The Phone Camera

When I was at college and uni, my tutors would always talk about how we were so lucky to have technology at our fingertips. Our mobiles being smartphones meant that we could be creative no matter what. For me, I had never viewed my phone in that way. I will admit that I have had snobbery in favor to photos being taken by the DSLR as being proper photography.

When creating my Photography page, I spent a lot of time going through my Lightroom catalogs. Those collections only contain photographs I have taken with my DSLR, a Nikon D5100 – primarily on its kit 18-55mm lens (the slightly geeky bit, it’s a cropped sensor “DX” camera base, 16.2 megapixels and is still capable of shooting HD at 1080p). My parents bought me this DSLR camera when I first went to college around 2012, after tiring my Fujifilm bridge camera. Being very keen and constantly learning new techniques, I did out grow that trusty camera that ended up being taped together!

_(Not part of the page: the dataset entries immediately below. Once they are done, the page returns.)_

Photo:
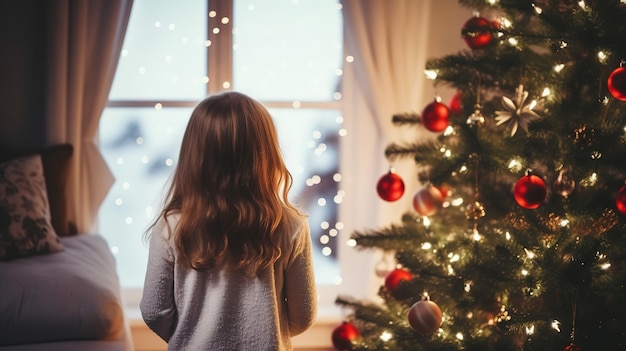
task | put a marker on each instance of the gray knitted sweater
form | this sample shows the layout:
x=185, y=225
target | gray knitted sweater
x=226, y=310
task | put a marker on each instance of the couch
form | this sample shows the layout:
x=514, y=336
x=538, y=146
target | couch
x=59, y=288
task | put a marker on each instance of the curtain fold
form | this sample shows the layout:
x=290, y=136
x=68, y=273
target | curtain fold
x=388, y=41
x=84, y=44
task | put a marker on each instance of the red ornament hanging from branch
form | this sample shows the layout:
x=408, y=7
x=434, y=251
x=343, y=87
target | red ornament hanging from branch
x=477, y=32
x=617, y=83
x=425, y=317
x=393, y=279
x=428, y=200
x=530, y=191
x=390, y=187
x=436, y=116
x=344, y=335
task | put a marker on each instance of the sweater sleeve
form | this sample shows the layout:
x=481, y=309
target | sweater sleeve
x=157, y=305
x=300, y=288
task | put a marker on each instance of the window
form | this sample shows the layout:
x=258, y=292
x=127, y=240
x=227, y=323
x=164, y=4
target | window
x=285, y=53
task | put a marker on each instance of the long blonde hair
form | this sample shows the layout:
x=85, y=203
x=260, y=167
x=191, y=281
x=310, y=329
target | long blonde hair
x=230, y=186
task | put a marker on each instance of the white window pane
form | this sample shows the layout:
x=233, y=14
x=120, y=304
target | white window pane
x=140, y=146
x=164, y=54
x=286, y=49
x=309, y=139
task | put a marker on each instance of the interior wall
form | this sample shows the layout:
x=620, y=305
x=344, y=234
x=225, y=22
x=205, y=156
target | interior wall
x=22, y=72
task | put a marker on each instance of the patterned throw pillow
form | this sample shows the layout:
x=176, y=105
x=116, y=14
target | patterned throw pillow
x=25, y=227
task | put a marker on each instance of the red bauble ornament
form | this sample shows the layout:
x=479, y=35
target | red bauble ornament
x=477, y=32
x=344, y=335
x=390, y=187
x=428, y=200
x=620, y=200
x=425, y=317
x=530, y=191
x=456, y=104
x=393, y=279
x=572, y=347
x=436, y=116
x=617, y=83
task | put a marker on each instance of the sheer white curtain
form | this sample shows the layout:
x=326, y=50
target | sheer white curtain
x=390, y=41
x=84, y=44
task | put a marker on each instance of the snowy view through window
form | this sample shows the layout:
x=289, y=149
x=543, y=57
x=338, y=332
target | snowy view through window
x=292, y=64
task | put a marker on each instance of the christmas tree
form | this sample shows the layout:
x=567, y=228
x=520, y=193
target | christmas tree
x=517, y=239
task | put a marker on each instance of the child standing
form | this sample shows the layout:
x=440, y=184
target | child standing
x=230, y=263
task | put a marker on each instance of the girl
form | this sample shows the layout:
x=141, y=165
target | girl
x=230, y=264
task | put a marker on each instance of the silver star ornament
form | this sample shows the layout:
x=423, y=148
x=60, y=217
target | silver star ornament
x=517, y=112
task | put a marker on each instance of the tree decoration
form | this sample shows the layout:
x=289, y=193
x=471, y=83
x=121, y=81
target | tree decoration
x=428, y=200
x=563, y=184
x=390, y=187
x=530, y=191
x=477, y=32
x=517, y=112
x=617, y=83
x=456, y=104
x=344, y=335
x=436, y=116
x=425, y=317
x=393, y=279
x=382, y=267
x=476, y=118
x=572, y=347
x=620, y=200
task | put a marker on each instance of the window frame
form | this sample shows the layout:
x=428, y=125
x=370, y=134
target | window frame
x=220, y=70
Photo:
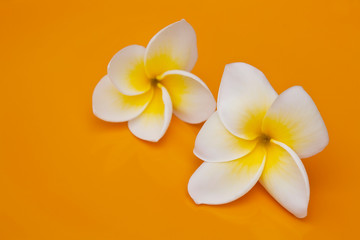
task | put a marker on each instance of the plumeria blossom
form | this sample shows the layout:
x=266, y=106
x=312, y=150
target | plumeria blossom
x=257, y=135
x=144, y=86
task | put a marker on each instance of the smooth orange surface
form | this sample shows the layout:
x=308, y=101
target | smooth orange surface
x=64, y=174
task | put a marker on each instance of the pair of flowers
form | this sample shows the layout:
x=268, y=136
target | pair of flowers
x=255, y=134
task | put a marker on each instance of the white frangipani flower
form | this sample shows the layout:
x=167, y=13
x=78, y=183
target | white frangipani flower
x=144, y=86
x=257, y=135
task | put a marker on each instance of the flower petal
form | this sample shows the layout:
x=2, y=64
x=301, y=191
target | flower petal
x=127, y=71
x=192, y=100
x=112, y=106
x=174, y=47
x=285, y=178
x=219, y=183
x=294, y=120
x=152, y=124
x=244, y=97
x=215, y=143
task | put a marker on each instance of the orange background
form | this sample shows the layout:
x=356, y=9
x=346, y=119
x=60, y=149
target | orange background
x=64, y=174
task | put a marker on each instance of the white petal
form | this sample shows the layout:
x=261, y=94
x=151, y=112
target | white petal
x=294, y=120
x=215, y=143
x=112, y=106
x=174, y=47
x=192, y=100
x=152, y=124
x=285, y=178
x=127, y=70
x=244, y=97
x=219, y=183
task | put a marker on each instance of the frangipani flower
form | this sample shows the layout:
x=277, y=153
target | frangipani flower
x=257, y=134
x=144, y=86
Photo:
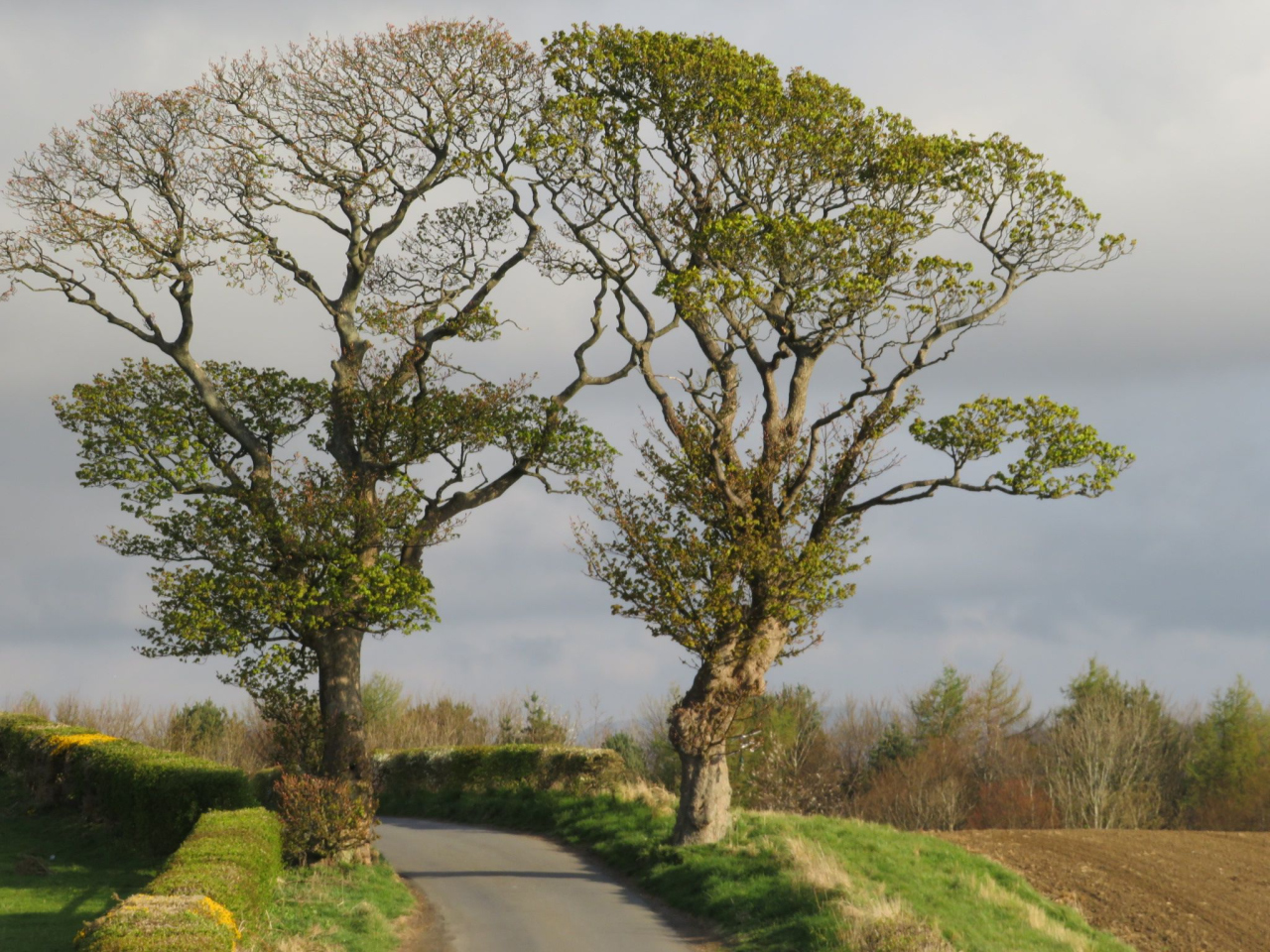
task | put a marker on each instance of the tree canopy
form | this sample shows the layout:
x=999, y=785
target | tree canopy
x=286, y=516
x=770, y=223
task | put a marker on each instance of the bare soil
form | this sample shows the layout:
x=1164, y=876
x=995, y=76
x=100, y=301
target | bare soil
x=1157, y=890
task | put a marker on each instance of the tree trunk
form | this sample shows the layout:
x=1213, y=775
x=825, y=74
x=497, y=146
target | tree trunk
x=705, y=798
x=339, y=693
x=699, y=725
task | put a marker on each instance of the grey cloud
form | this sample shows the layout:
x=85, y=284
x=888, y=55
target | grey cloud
x=1156, y=114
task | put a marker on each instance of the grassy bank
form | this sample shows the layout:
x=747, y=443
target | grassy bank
x=85, y=865
x=335, y=909
x=783, y=881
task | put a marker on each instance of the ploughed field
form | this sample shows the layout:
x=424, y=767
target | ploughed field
x=1157, y=890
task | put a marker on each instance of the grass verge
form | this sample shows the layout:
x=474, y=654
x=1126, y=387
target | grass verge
x=335, y=907
x=85, y=866
x=808, y=883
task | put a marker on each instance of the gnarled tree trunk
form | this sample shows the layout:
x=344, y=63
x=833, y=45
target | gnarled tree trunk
x=339, y=694
x=701, y=722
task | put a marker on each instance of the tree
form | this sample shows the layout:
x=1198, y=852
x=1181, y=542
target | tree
x=943, y=710
x=1228, y=772
x=771, y=223
x=1109, y=753
x=285, y=560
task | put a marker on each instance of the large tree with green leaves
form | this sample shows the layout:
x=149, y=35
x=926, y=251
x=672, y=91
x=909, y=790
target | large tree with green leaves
x=758, y=227
x=287, y=516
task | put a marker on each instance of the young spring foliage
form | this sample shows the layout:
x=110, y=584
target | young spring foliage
x=286, y=516
x=772, y=223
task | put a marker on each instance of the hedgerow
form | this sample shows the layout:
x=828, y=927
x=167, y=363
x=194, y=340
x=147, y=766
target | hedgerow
x=509, y=767
x=153, y=796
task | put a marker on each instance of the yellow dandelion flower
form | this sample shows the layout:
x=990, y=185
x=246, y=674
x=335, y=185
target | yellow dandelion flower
x=221, y=914
x=62, y=743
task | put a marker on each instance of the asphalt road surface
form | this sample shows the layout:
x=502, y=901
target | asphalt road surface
x=500, y=892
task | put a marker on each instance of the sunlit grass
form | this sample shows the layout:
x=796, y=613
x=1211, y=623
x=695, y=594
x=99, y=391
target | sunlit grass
x=335, y=909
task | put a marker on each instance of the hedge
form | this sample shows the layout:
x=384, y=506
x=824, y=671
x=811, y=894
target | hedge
x=153, y=796
x=218, y=883
x=405, y=774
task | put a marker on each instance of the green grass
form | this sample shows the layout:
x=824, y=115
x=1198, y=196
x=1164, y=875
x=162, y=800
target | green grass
x=344, y=907
x=42, y=912
x=767, y=900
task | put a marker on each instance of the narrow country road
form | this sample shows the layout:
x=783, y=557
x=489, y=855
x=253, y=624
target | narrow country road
x=498, y=892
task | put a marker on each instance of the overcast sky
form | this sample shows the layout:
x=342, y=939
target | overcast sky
x=1156, y=112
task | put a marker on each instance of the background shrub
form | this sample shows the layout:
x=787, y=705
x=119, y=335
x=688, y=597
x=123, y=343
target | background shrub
x=322, y=817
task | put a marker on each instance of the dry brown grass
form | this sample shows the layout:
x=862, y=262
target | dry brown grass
x=991, y=890
x=870, y=920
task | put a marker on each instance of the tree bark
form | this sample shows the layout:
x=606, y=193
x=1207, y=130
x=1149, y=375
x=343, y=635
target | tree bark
x=339, y=693
x=705, y=798
x=699, y=725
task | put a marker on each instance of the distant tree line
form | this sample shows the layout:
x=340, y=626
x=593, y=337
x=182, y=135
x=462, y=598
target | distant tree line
x=969, y=753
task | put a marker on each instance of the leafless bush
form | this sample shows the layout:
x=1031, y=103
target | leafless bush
x=1103, y=761
x=934, y=789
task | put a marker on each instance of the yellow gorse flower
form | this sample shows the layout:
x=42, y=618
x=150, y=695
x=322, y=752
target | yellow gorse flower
x=62, y=743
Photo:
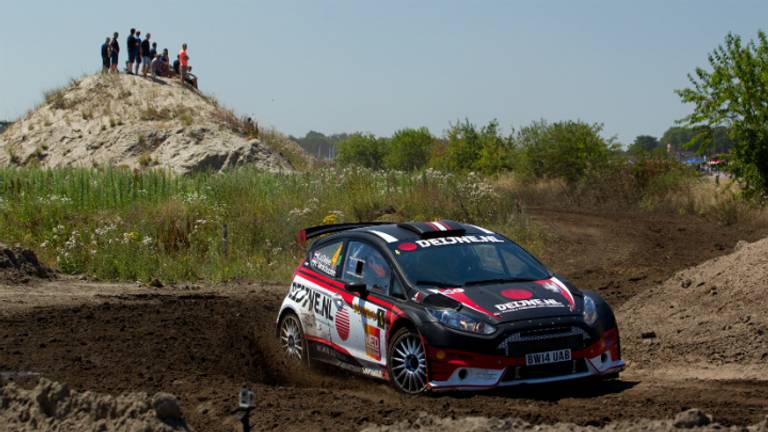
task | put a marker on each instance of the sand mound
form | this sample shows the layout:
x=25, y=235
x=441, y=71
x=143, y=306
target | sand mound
x=714, y=313
x=692, y=418
x=54, y=407
x=18, y=265
x=135, y=122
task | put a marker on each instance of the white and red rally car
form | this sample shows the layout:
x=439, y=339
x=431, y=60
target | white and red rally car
x=442, y=305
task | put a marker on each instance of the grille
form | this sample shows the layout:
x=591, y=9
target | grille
x=545, y=339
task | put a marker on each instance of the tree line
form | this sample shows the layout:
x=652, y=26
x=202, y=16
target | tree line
x=565, y=149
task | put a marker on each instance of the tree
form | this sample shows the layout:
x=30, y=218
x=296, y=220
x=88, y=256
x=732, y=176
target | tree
x=733, y=95
x=568, y=150
x=468, y=147
x=362, y=149
x=462, y=149
x=496, y=151
x=409, y=149
x=644, y=144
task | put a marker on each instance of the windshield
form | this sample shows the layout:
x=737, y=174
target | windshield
x=466, y=261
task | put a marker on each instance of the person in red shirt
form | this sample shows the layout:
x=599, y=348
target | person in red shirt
x=184, y=60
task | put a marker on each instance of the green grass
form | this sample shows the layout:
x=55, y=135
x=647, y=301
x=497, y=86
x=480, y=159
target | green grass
x=118, y=224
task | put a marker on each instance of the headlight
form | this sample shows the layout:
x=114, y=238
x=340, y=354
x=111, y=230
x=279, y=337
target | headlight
x=590, y=310
x=459, y=321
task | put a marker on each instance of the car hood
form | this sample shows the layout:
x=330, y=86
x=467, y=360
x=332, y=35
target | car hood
x=519, y=300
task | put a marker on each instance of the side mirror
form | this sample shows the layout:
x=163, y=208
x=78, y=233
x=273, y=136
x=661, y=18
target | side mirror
x=359, y=288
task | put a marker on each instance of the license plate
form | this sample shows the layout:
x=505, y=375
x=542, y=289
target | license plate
x=547, y=357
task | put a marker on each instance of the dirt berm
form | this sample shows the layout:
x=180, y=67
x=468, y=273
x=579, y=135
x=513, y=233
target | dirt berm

In writing this I have realised that my DSLR is around 8 years old. In technology terms its kind of old now, *Goes to search 2020 entry level DSLR cameras*, so today’s entry level Nikon equivalent to my D5100 would be the D5600 and I am surprised that the video quality is still the same, the main changes would be that the images size is now up to 24.2 MP and that it comes with a touch screen. So I don’t feel left out in the entry level DSLR realm, a prime lens is still on my wish list.

But this blog post isn’t really to discuss my DSLR, it is just setting a bit of background. I have completely overlooked the piece of technology I use everyday, my phone camera. I mean admittedly the cameras on the old phones that I’ve had, haven’t really been that great. But for Christmas, Ben bought me a new phone, his handed down old iPhone started giving up. Also with a bit of a nudge to try and encourage me to go towards becoming a creative freelancer. The sensible side of me did not pursue this, must have had some kind of sixth sense, as little did we know what 2020 would bring.

The rear cameras on the new phone are 16 and 20 Megapixels, that’s the same and grater than my DSLR. It also has a Pro mode where you can manually adjust; exposure, aperture, white balance, ISO and the focus. Took me a few days to learn this! From day one of having that phone, I installed Adobe Creative Cloud and Photoshop Express, the intention was really to make use of my Adobe plan that I pay for every month.  I think that’s enough preamble, so here is a small number of phone only pictures.

Don’t worry, I don’t intend to take up food photography any time soon!